Halk olarak siyasetin önemine son yıllarda varmış olmamızın hissedilmesi insana huzur veriyor. Boş vaatlerin karın doyurmadığını bilerek her nutuk atana da promosyon olarak alkış hediye edilmiyor.
Takım tutar gibi parti taraftarı olanlar hariç, hizmet edenlere hizmetin karşılığı olarak oy verenlerin sayılarının halkın yarısına tekabül etmesinin ülkemizin geleceğine yarar sağlayacağı ümit ediliyor.
Sağlam projelerle seçim stratejileri geliştirmeyen ve inandırıcı olmayan projelerle halkın karşısına çıkan siyasetçilerin kaybetmeye mahkum olduğu gözlemleniyor.

Kaybedeceğini bile bile aday olmak yerine yıpranmamak adına kenarda kendilerini kızağa almış siyasetçiler ise önümüzdeki yıllarda yıllanmış şarap gibi halkın karşısına çıkmak için bekliyorlar.
Yalnız geçmiş yıllarda olduğu gibi ülkemizde şaraba arz ve talebin düşük olduğunu hesap edemeden yıllanmış şarap hali almalarına ise bir anlam verilemiyor.

Başbakan Recep Tayyip Erdoğan'ın önümüzdeki yerel seçimlere çok önem verdiği konuşulurken, hatır için kimsenin aday gösterilmeyeceği gibi bazı kriterler kulaktan kulağa fısıldanıyor.

“Siyaset sadece siyasetle uğraşanlara bırakılamayacak denli önemli bir konudur” düşüncesiyle siyasete inandıkları parti neferi olarak aday olanlar ise bir takım oyunlarla karşı karşıya kalabiliyorlar.
Mesela parti teşkilatı mensupları haricindeki kişilerin vizyon ve misyonları olsa dahi aday yapılmalarının düşük ihtimal olduğu söylenerek aday adayı olmalarına set koyma girişimlerine de şahit olunuyor.
Yalnız ülke birliği ve dirliği için hizmet etmek için yola çıkanların görmezden gelinemeyeceğini hesap edemeden bu tür söylemlere girenler yanıldıklarını anlayacaklar. Bu yanılgının çok yaşanması sonucu değil midir ki! çok partinin tabela partisi konumuna gelmesi…

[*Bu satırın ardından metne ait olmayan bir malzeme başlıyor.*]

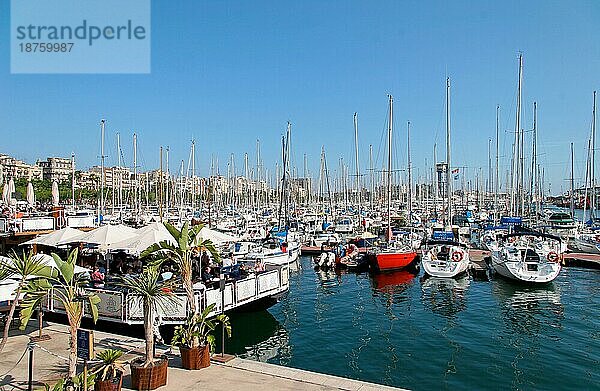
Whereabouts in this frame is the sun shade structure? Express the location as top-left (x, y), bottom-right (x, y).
top-left (0, 254), bottom-right (89, 302)
top-left (52, 181), bottom-right (60, 206)
top-left (198, 227), bottom-right (238, 245)
top-left (58, 224), bottom-right (138, 251)
top-left (27, 181), bottom-right (35, 207)
top-left (0, 254), bottom-right (89, 281)
top-left (110, 229), bottom-right (177, 256)
top-left (23, 227), bottom-right (85, 247)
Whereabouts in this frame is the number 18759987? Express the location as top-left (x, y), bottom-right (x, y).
top-left (19, 42), bottom-right (74, 53)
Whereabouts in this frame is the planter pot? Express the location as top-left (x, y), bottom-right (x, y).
top-left (179, 345), bottom-right (210, 369)
top-left (94, 372), bottom-right (123, 391)
top-left (130, 357), bottom-right (169, 390)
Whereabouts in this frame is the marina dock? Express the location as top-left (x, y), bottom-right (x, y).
top-left (0, 322), bottom-right (408, 391)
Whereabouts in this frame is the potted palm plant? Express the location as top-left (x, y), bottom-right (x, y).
top-left (91, 349), bottom-right (125, 391)
top-left (0, 251), bottom-right (48, 353)
top-left (120, 264), bottom-right (178, 390)
top-left (171, 304), bottom-right (231, 369)
top-left (20, 249), bottom-right (100, 378)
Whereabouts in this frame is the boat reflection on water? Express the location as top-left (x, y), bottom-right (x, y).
top-left (220, 310), bottom-right (290, 362)
top-left (370, 270), bottom-right (416, 306)
top-left (421, 275), bottom-right (470, 318)
top-left (492, 279), bottom-right (564, 336)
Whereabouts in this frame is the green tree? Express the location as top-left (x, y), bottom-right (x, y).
top-left (141, 222), bottom-right (221, 322)
top-left (119, 264), bottom-right (179, 366)
top-left (0, 251), bottom-right (50, 352)
top-left (21, 249), bottom-right (100, 377)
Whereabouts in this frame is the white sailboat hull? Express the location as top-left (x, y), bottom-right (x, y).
top-left (492, 251), bottom-right (561, 283)
top-left (421, 251), bottom-right (469, 278)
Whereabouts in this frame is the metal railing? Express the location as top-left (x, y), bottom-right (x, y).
top-left (47, 267), bottom-right (289, 324)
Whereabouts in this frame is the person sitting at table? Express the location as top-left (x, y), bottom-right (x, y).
top-left (160, 265), bottom-right (173, 281)
top-left (200, 250), bottom-right (210, 270)
top-left (90, 266), bottom-right (104, 288)
top-left (223, 254), bottom-right (233, 267)
top-left (202, 266), bottom-right (212, 284)
top-left (254, 261), bottom-right (265, 273)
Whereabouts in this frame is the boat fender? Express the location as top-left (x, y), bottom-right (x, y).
top-left (546, 251), bottom-right (558, 262)
top-left (452, 251), bottom-right (464, 262)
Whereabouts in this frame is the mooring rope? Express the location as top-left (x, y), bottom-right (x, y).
top-left (0, 348), bottom-right (29, 377)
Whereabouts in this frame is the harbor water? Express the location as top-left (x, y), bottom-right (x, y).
top-left (226, 257), bottom-right (600, 390)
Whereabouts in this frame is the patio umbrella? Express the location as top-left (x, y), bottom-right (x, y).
top-left (23, 227), bottom-right (84, 247)
top-left (2, 183), bottom-right (10, 205)
top-left (57, 224), bottom-right (137, 250)
top-left (198, 227), bottom-right (238, 245)
top-left (27, 181), bottom-right (35, 207)
top-left (110, 229), bottom-right (177, 256)
top-left (8, 178), bottom-right (15, 203)
top-left (52, 181), bottom-right (60, 206)
top-left (0, 254), bottom-right (90, 281)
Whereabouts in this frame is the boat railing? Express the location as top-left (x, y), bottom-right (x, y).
top-left (47, 267), bottom-right (289, 324)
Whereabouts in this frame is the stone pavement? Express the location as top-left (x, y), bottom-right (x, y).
top-left (0, 322), bottom-right (408, 391)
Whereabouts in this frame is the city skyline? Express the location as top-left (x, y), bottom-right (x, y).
top-left (0, 2), bottom-right (600, 193)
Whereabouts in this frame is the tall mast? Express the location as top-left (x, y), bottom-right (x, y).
top-left (156, 145), bottom-right (163, 223)
top-left (354, 113), bottom-right (361, 213)
top-left (191, 139), bottom-right (196, 213)
top-left (494, 105), bottom-right (500, 222)
top-left (165, 145), bottom-right (171, 214)
top-left (511, 53), bottom-right (523, 214)
top-left (406, 121), bottom-right (412, 231)
top-left (386, 95), bottom-right (394, 243)
top-left (529, 102), bottom-right (540, 221)
top-left (117, 132), bottom-right (123, 220)
top-left (569, 143), bottom-right (575, 219)
top-left (590, 91), bottom-right (596, 223)
top-left (485, 138), bottom-right (494, 196)
top-left (432, 143), bottom-right (439, 219)
top-left (133, 133), bottom-right (139, 222)
top-left (369, 144), bottom-right (375, 210)
top-left (446, 77), bottom-right (452, 226)
top-left (71, 152), bottom-right (75, 211)
top-left (98, 119), bottom-right (106, 217)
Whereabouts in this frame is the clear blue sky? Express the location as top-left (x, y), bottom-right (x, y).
top-left (0, 0), bottom-right (600, 191)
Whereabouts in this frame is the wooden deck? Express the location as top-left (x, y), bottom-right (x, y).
top-left (563, 253), bottom-right (600, 269)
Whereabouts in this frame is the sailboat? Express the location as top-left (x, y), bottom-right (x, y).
top-left (491, 55), bottom-right (563, 283)
top-left (421, 78), bottom-right (469, 278)
top-left (370, 95), bottom-right (417, 271)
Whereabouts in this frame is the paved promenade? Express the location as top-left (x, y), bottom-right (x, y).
top-left (0, 322), bottom-right (406, 391)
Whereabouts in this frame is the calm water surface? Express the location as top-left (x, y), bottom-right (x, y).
top-left (227, 258), bottom-right (600, 390)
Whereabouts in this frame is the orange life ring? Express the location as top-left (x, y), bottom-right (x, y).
top-left (546, 251), bottom-right (558, 262)
top-left (452, 251), bottom-right (463, 262)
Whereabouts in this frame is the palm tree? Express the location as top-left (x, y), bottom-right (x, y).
top-left (119, 264), bottom-right (179, 367)
top-left (0, 251), bottom-right (50, 353)
top-left (141, 222), bottom-right (221, 313)
top-left (21, 249), bottom-right (100, 377)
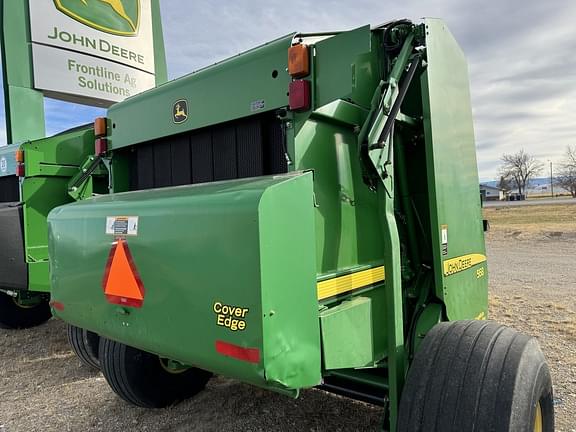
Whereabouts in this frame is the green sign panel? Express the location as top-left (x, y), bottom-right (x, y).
top-left (54, 0), bottom-right (140, 36)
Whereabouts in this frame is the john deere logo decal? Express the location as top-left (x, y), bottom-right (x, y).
top-left (54, 0), bottom-right (140, 36)
top-left (172, 99), bottom-right (188, 123)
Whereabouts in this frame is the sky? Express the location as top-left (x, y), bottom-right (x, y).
top-left (0, 0), bottom-right (576, 181)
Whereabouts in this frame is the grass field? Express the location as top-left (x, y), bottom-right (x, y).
top-left (484, 204), bottom-right (576, 234)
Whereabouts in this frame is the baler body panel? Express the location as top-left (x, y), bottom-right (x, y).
top-left (422, 19), bottom-right (488, 320)
top-left (108, 35), bottom-right (293, 153)
top-left (49, 173), bottom-right (321, 391)
top-left (0, 202), bottom-right (28, 290)
top-left (0, 127), bottom-right (94, 292)
top-left (49, 20), bottom-right (487, 424)
top-left (0, 144), bottom-right (20, 178)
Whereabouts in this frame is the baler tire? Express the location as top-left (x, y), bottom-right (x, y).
top-left (100, 338), bottom-right (212, 408)
top-left (398, 321), bottom-right (554, 432)
top-left (0, 293), bottom-right (52, 329)
top-left (67, 324), bottom-right (100, 369)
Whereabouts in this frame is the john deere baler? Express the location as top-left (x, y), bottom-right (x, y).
top-left (49, 20), bottom-right (553, 431)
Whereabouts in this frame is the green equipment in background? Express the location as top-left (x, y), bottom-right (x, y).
top-left (49, 19), bottom-right (554, 432)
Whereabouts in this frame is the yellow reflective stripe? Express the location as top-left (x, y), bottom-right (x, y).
top-left (444, 254), bottom-right (486, 276)
top-left (317, 266), bottom-right (384, 300)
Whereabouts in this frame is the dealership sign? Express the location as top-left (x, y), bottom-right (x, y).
top-left (29, 0), bottom-right (156, 106)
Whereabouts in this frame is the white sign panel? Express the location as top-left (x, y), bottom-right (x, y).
top-left (32, 45), bottom-right (155, 102)
top-left (30, 0), bottom-right (155, 104)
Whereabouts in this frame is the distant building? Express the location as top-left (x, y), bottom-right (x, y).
top-left (480, 184), bottom-right (505, 201)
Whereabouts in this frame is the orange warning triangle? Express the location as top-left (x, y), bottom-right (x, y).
top-left (102, 239), bottom-right (144, 307)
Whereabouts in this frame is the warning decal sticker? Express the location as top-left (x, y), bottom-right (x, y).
top-left (106, 216), bottom-right (138, 236)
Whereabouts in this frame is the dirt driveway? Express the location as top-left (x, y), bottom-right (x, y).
top-left (0, 206), bottom-right (576, 432)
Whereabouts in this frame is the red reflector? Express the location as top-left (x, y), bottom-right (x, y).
top-left (94, 138), bottom-right (108, 156)
top-left (216, 341), bottom-right (260, 363)
top-left (50, 301), bottom-right (64, 312)
top-left (288, 80), bottom-right (310, 111)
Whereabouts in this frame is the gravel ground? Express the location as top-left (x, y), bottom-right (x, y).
top-left (487, 223), bottom-right (576, 432)
top-left (0, 209), bottom-right (576, 432)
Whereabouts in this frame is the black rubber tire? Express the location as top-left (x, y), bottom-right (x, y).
top-left (398, 321), bottom-right (554, 432)
top-left (0, 292), bottom-right (52, 329)
top-left (100, 338), bottom-right (212, 408)
top-left (67, 324), bottom-right (100, 369)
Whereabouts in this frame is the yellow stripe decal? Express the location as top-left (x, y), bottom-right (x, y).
top-left (317, 266), bottom-right (384, 300)
top-left (444, 254), bottom-right (486, 276)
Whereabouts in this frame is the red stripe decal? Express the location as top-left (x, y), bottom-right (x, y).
top-left (216, 341), bottom-right (260, 363)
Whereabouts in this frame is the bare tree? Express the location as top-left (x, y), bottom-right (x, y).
top-left (500, 149), bottom-right (544, 194)
top-left (555, 146), bottom-right (576, 198)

Ülkemiz siyasi tarihi boyunca Ak Partinin iktidara gelmesine kadar her zaman iktidar olan parti bir sonra ki seçime hep kan kaybederek girmiştir. Ak Parti tüm dengeleri alt üst ederek, her iktidar sonrası girdiği seçimlerde oylarını yükseltmiş ve muhalefetin oyları düşmüştür.

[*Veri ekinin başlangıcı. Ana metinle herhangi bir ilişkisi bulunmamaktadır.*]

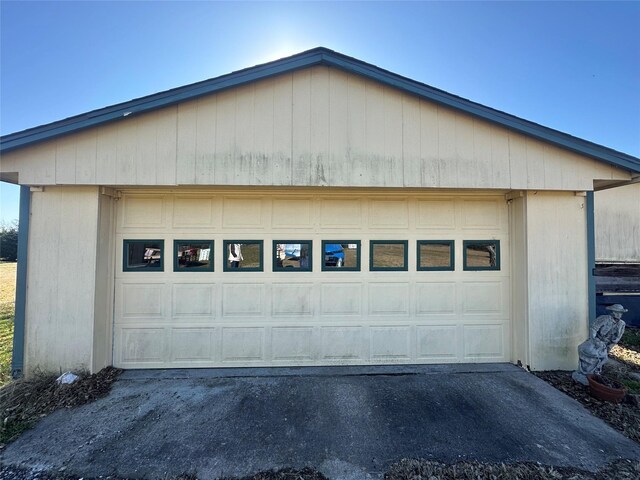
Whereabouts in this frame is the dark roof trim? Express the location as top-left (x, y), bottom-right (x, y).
top-left (0, 47), bottom-right (640, 172)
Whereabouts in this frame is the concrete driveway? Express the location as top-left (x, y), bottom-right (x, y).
top-left (0, 364), bottom-right (640, 479)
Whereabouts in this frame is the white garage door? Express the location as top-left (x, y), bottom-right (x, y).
top-left (114, 189), bottom-right (510, 368)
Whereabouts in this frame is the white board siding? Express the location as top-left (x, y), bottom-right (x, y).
top-left (0, 67), bottom-right (629, 190)
top-left (114, 190), bottom-right (511, 368)
top-left (25, 187), bottom-right (100, 373)
top-left (594, 183), bottom-right (640, 263)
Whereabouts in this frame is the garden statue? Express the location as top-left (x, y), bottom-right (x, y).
top-left (571, 303), bottom-right (628, 385)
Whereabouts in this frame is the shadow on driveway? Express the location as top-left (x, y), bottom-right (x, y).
top-left (0, 364), bottom-right (640, 479)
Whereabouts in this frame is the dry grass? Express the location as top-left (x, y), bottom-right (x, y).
top-left (0, 262), bottom-right (17, 386)
top-left (0, 367), bottom-right (121, 446)
top-left (0, 262), bottom-right (18, 320)
top-left (384, 459), bottom-right (640, 480)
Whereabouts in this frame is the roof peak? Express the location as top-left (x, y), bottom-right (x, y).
top-left (0, 46), bottom-right (640, 173)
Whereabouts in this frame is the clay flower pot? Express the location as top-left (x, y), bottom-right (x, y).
top-left (587, 375), bottom-right (627, 403)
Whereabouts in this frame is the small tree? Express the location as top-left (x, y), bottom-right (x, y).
top-left (0, 220), bottom-right (18, 262)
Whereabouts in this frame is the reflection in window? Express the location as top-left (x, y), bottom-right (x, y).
top-left (273, 240), bottom-right (312, 271)
top-left (369, 240), bottom-right (407, 270)
top-left (223, 240), bottom-right (262, 272)
top-left (418, 240), bottom-right (455, 270)
top-left (322, 240), bottom-right (360, 271)
top-left (122, 240), bottom-right (164, 272)
top-left (173, 240), bottom-right (213, 272)
top-left (463, 240), bottom-right (500, 270)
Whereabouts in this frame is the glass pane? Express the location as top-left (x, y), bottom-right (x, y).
top-left (464, 242), bottom-right (498, 268)
top-left (323, 241), bottom-right (360, 269)
top-left (124, 240), bottom-right (163, 270)
top-left (226, 242), bottom-right (262, 269)
top-left (419, 242), bottom-right (453, 268)
top-left (371, 243), bottom-right (405, 268)
top-left (274, 242), bottom-right (311, 270)
top-left (175, 241), bottom-right (213, 271)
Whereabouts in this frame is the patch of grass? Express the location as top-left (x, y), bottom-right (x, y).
top-left (0, 262), bottom-right (17, 384)
top-left (620, 327), bottom-right (640, 352)
top-left (0, 262), bottom-right (18, 320)
top-left (0, 367), bottom-right (121, 447)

Ak Parti’nin bu başarısının altındaki güç ve denge unsurunun Başbakan Recep Tayyip Erdoğan’ın olduğunu hemen hemen herkes tahmin edebiliyor. Halk Başbakan’a güveniyor ve Başbakan’da bu güveni boşa çıkarmamak adına adayları belirleme sürecinde oto kontrolü hiçbir zaman kendi kontrolü dışında başı boş bırakmıyor.

Başbakan’ın aday belirleme çalışmasında gösterdiği titiz çalışmayı olumlu karşılıyorum. Sebebine gelince; Başbakan kurtlar vadisini çakallara bırakmıyor.